You can now access pension products for as low as Kshs.50 per day.  

The Liaison Group, a financial services company has rolled-out a low-premium pension product targeting people who have been left out by traditional forms of pensions schemes. These are mainly the youth between the ages of 18 to 35, the unemployed, and those in the informal sectors of employment who are looking for a flexible way of saving for retirement.

Dubbed Mafao Fund, it is a voluntary individual account savings plan that is open to all Kenyans to contribute regardless of income or age.

The plan which targets the informal sector will help to encourage a savings culture among lower income earners.

Potential customers can register or sign-up online and conveniently make contributions anytime and anywhere using their mobile phones. You can also check your statement and withdraw benefits conveniently on your mobile phone. 

“The plan which features a tax-deductible limit of up to Kshs.20,000 per month allows an individual to build a savings income by making a regular contribution in the scheme during their working life,” Liaison Group Managing Director Tom Mulwa said.

 “To sign up, a customer will be required to press *609# on their mobile phone or sign up through the online portal.”

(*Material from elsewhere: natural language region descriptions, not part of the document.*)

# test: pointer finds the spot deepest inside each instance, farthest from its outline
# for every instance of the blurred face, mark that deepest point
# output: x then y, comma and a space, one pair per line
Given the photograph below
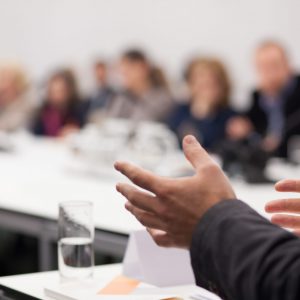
272, 69
58, 92
204, 85
133, 74
100, 74
9, 89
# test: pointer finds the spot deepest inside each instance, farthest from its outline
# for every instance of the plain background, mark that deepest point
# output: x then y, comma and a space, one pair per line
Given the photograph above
45, 34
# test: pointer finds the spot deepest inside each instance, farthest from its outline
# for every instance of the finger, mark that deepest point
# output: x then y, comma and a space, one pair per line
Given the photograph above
138, 176
288, 185
194, 152
161, 238
145, 218
139, 198
283, 205
287, 221
296, 232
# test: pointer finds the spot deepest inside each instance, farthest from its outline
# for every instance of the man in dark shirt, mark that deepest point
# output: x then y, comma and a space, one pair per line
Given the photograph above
235, 252
103, 94
275, 106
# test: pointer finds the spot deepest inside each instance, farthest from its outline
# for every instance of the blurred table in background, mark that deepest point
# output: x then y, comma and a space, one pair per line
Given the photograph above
41, 173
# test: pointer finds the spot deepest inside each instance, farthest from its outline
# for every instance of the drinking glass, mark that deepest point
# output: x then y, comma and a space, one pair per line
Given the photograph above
76, 240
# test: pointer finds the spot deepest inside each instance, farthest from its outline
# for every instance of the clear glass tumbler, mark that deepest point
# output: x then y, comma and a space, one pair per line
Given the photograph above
76, 240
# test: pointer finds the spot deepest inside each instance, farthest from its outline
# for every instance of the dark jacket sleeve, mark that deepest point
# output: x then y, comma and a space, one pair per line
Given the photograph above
239, 255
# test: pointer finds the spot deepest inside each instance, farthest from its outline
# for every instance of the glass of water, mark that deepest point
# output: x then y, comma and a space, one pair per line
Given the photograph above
76, 239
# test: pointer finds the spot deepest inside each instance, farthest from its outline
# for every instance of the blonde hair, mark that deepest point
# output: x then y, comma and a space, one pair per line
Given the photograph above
219, 71
18, 74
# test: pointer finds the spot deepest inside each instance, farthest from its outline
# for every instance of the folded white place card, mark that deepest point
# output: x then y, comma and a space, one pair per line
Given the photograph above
149, 263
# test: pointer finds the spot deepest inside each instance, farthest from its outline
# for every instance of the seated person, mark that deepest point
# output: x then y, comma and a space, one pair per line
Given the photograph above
207, 111
103, 93
16, 105
275, 107
145, 96
61, 112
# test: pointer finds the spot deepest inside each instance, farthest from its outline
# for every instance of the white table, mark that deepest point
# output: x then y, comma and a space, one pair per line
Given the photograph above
40, 174
34, 284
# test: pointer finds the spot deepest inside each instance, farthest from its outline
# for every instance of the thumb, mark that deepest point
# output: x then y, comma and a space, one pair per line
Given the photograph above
194, 152
288, 185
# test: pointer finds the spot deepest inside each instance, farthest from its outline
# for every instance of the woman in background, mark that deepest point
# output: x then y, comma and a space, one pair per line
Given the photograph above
145, 96
207, 110
16, 105
61, 112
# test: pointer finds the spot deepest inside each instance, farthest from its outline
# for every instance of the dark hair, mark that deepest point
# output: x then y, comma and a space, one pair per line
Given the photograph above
69, 79
100, 63
156, 74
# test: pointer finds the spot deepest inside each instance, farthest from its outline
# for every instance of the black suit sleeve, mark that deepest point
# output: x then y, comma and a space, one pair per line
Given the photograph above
238, 254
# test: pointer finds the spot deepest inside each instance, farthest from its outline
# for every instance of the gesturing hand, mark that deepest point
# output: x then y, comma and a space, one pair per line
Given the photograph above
171, 208
283, 207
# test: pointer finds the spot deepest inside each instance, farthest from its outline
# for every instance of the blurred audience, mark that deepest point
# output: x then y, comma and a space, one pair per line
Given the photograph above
103, 93
146, 96
62, 111
16, 104
207, 110
274, 114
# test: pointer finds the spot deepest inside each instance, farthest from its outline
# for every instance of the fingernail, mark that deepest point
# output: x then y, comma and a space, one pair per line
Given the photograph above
190, 139
116, 165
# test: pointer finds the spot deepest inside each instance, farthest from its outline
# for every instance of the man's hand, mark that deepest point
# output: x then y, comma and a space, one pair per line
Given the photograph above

Liaison Group Head of Pensions Michael Mitau noted that the time has come for players in the industry to solve the Kenyan savings income challenge, especially amongst the youth.

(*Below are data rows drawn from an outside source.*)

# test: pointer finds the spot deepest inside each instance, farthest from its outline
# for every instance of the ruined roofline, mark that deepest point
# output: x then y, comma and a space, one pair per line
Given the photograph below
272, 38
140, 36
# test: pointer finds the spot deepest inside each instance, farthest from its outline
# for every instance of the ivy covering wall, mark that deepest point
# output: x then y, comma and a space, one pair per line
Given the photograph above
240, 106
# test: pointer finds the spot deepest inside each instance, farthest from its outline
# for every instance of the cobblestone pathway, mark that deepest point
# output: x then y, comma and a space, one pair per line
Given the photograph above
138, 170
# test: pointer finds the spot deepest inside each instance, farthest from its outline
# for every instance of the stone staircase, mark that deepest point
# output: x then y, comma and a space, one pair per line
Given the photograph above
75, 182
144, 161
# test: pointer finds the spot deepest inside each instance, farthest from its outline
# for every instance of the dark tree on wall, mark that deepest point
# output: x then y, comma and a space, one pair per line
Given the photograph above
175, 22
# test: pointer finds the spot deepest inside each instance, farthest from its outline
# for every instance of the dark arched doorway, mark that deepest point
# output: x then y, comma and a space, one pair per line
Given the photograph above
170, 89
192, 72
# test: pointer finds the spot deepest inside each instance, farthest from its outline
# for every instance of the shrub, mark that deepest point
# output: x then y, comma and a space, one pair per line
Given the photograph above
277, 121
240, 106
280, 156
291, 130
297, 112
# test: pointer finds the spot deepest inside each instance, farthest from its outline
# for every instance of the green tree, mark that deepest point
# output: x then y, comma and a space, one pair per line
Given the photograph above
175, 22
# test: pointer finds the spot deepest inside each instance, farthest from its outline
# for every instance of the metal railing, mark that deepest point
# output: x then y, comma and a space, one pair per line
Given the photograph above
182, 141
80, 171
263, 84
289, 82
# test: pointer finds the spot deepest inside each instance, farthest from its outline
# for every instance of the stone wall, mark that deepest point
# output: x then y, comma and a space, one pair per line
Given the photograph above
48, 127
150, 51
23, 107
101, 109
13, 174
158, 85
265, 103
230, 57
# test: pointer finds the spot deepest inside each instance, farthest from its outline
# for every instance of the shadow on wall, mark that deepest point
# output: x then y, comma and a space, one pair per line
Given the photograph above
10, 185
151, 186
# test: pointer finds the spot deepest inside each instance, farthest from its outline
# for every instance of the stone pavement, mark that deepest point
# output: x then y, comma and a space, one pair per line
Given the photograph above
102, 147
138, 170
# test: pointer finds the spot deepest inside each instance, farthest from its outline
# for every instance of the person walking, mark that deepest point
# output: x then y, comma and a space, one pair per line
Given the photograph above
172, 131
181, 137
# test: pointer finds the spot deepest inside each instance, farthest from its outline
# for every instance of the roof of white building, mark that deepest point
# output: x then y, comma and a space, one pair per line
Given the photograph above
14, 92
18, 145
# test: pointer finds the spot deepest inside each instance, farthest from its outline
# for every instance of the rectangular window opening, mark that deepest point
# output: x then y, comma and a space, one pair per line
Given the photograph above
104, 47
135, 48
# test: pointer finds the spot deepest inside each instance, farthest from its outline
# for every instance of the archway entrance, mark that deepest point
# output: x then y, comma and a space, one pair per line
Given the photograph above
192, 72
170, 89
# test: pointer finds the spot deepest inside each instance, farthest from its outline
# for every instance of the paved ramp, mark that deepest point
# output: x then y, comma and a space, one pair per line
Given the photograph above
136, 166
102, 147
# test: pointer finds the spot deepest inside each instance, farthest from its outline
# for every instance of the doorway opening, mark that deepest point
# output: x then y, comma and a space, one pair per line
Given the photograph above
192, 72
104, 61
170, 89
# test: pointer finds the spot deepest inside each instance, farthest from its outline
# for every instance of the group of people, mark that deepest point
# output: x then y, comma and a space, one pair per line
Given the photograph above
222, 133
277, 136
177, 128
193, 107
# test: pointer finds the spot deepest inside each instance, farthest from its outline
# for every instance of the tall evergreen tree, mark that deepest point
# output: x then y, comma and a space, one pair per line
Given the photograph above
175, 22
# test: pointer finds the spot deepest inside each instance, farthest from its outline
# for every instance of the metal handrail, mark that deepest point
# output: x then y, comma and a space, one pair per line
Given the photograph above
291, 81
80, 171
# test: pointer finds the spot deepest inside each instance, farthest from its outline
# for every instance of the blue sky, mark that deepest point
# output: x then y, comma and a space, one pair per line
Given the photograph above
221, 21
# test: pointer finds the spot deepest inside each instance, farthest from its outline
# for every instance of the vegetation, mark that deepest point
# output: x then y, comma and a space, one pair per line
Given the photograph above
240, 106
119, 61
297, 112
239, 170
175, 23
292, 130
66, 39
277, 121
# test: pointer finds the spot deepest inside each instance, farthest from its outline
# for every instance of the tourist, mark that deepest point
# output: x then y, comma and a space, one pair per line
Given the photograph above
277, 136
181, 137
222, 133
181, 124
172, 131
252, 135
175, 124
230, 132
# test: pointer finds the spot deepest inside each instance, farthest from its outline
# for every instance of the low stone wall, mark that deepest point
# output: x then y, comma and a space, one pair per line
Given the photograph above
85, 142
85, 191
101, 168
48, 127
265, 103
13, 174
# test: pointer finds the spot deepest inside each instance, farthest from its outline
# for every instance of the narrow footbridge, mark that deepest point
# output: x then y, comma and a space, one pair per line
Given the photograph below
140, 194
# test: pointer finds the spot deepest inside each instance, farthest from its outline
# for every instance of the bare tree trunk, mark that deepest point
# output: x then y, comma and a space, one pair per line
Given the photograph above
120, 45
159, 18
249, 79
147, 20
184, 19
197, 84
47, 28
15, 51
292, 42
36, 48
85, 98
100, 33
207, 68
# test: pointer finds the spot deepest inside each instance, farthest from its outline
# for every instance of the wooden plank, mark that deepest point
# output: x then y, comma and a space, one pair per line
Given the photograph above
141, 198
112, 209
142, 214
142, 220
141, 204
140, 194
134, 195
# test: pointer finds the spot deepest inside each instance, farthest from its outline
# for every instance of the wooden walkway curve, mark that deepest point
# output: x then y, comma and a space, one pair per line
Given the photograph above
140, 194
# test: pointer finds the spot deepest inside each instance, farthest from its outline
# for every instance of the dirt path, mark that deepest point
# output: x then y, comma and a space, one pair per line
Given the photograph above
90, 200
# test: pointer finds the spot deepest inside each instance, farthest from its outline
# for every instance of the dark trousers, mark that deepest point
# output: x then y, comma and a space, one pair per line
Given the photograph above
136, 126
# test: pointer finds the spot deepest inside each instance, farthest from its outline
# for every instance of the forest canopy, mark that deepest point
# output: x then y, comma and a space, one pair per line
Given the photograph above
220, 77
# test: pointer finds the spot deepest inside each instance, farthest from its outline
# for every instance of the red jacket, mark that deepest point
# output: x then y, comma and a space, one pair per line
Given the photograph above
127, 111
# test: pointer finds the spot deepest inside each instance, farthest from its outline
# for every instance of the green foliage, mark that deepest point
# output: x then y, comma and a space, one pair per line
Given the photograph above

“With as low as Kshs.50 per day, we are giving Kenyans from all walks of life a chance to define how we all face the future of social insurance. With Mafao Fund, we look forward to customers embracing the convenience and flexibility of this affordable pension scheme and the special benefits that come with it,” Mr. Mitau said.

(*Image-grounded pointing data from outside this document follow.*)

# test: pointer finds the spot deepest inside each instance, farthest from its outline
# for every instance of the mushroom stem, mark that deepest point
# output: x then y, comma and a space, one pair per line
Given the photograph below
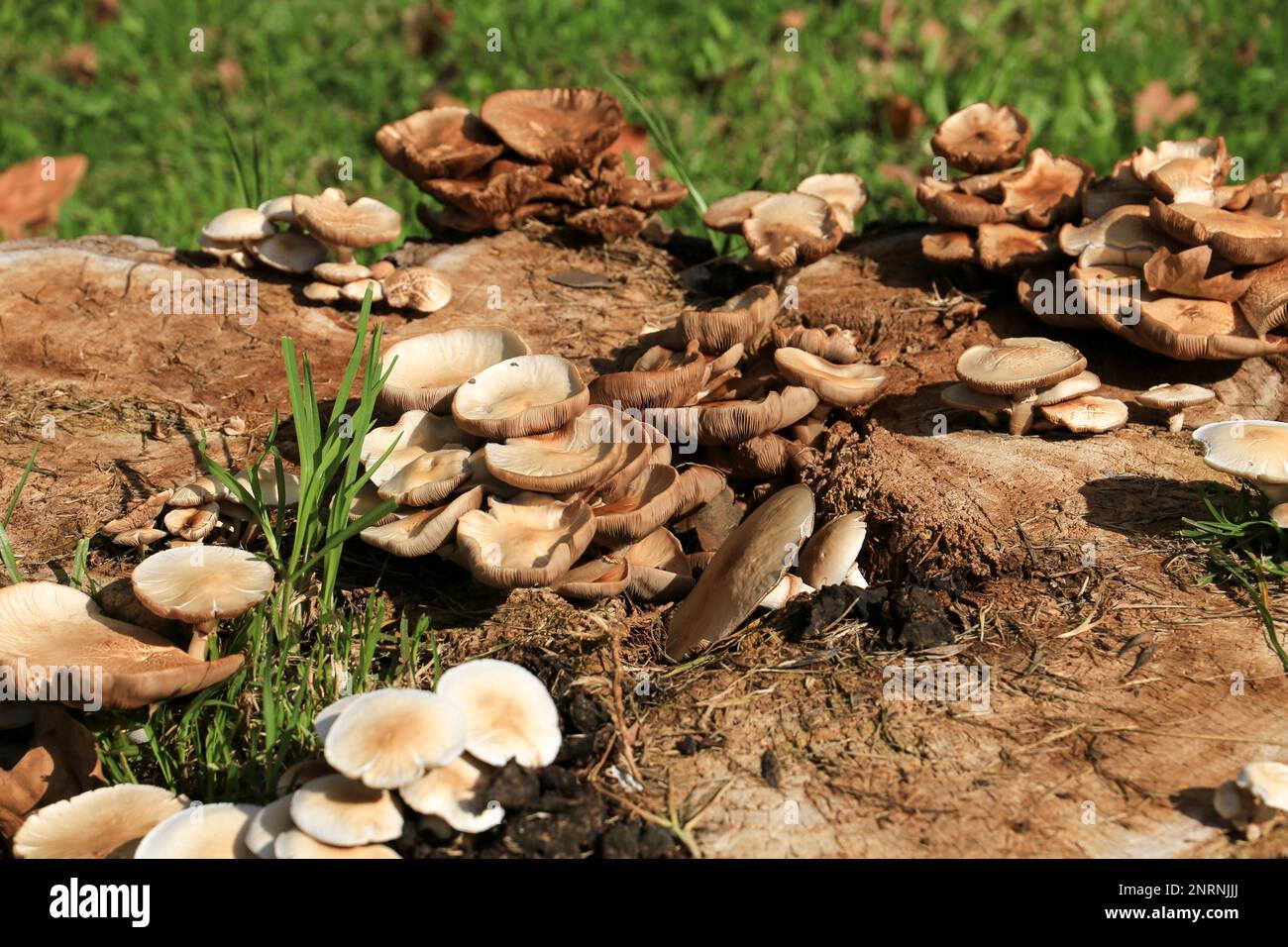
200, 633
1021, 411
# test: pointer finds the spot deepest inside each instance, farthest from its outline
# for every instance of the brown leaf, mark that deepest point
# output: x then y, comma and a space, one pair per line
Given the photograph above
60, 763
33, 192
1155, 108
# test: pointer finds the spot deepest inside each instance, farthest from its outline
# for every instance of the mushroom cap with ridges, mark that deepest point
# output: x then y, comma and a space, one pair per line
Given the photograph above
428, 368
574, 458
102, 823
366, 222
527, 394
211, 830
1087, 415
982, 138
1175, 397
451, 792
789, 231
565, 128
1018, 365
524, 544
728, 213
846, 385
339, 810
47, 625
446, 142
296, 844
750, 564
202, 583
267, 826
832, 549
387, 738
1253, 451
509, 712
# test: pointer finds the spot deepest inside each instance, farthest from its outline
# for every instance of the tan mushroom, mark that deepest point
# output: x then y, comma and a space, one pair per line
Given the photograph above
50, 629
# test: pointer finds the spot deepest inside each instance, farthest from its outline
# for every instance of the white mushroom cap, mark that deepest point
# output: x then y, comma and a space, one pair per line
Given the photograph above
387, 738
339, 810
831, 552
267, 825
1267, 783
239, 224
296, 844
509, 712
101, 823
197, 585
215, 830
451, 792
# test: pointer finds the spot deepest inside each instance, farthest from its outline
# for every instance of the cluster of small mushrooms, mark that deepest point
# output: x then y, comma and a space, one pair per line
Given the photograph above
385, 753
1162, 252
544, 154
300, 234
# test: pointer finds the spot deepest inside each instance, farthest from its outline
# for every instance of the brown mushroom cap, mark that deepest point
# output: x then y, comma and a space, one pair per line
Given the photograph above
515, 544
438, 144
1240, 239
846, 385
106, 822
563, 128
428, 368
789, 231
1019, 365
982, 138
366, 222
1087, 415
526, 394
46, 626
728, 213
755, 556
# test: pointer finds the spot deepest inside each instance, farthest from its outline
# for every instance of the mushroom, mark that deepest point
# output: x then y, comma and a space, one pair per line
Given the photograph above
200, 586
438, 144
1019, 368
1175, 399
845, 385
213, 830
44, 625
563, 128
1252, 451
339, 810
574, 458
832, 551
102, 823
524, 544
509, 714
425, 369
748, 565
1087, 414
387, 738
845, 193
982, 138
366, 222
451, 792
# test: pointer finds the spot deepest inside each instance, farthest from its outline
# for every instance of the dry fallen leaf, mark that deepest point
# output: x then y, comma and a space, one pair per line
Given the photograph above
33, 192
59, 764
1155, 108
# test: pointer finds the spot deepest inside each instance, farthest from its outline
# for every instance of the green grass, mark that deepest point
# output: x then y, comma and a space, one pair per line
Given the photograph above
321, 77
1244, 549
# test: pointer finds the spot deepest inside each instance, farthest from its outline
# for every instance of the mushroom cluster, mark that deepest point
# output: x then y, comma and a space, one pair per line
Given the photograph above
789, 231
1025, 376
540, 154
297, 235
1160, 252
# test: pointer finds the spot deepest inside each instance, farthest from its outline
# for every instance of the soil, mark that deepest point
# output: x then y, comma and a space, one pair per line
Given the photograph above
1121, 693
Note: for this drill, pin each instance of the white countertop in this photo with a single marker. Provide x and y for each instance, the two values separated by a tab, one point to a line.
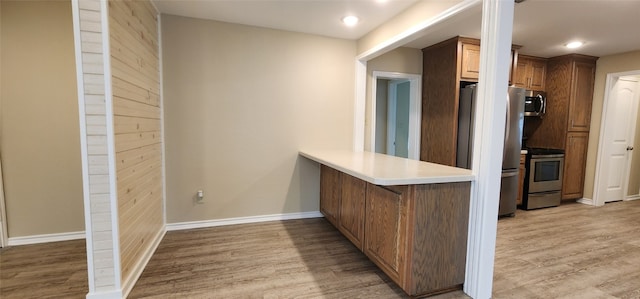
388	170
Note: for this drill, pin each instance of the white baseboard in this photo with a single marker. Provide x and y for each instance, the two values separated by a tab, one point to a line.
138	268
105	295
38	239
241	220
586	201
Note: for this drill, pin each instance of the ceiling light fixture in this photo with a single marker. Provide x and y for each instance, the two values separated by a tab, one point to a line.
350	20
573	45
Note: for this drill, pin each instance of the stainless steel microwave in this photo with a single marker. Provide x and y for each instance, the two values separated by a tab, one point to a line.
535	103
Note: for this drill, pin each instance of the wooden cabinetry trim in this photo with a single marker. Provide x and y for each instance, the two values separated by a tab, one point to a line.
352	209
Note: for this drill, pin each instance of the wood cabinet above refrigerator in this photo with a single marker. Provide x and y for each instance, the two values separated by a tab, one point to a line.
446	66
530	73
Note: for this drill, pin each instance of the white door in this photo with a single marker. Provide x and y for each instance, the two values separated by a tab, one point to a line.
618	135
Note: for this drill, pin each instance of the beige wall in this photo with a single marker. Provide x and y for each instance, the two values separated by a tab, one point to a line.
40	132
240	102
605	65
401	60
412	16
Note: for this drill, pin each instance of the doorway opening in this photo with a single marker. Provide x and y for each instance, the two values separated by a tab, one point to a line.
396	114
618	159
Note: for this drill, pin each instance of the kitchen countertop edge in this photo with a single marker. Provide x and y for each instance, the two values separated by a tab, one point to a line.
396	171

He added that Mafao Fund has been conceived by the need to address evolving investment needs. The fund offers a minimum guaranteed interest of 4%, flexibility when a customer wants to transfer from one scheme to another and a life insurance rider on the request of a customer is inclusive.

“One of the biggest worries for people is maintaining their existing lifestyle when they leave employment. Very few people belong to pension schemes or have individual savings plans. Barring the National Social Security Funds across East Africa (which are compulsory), there is a need to aggressively become agile in anticipating and adapting to our clients’ needs,” he added.

If you save through a scheme known as a defined contribution pension scheme your regular contributions are invested so that they grow throughout your career and then provide you with an income in retirement. Generally, you can access the money in your pension pot from the age of 55 or up to two-thirds of the amount before retirement in a one-off deal.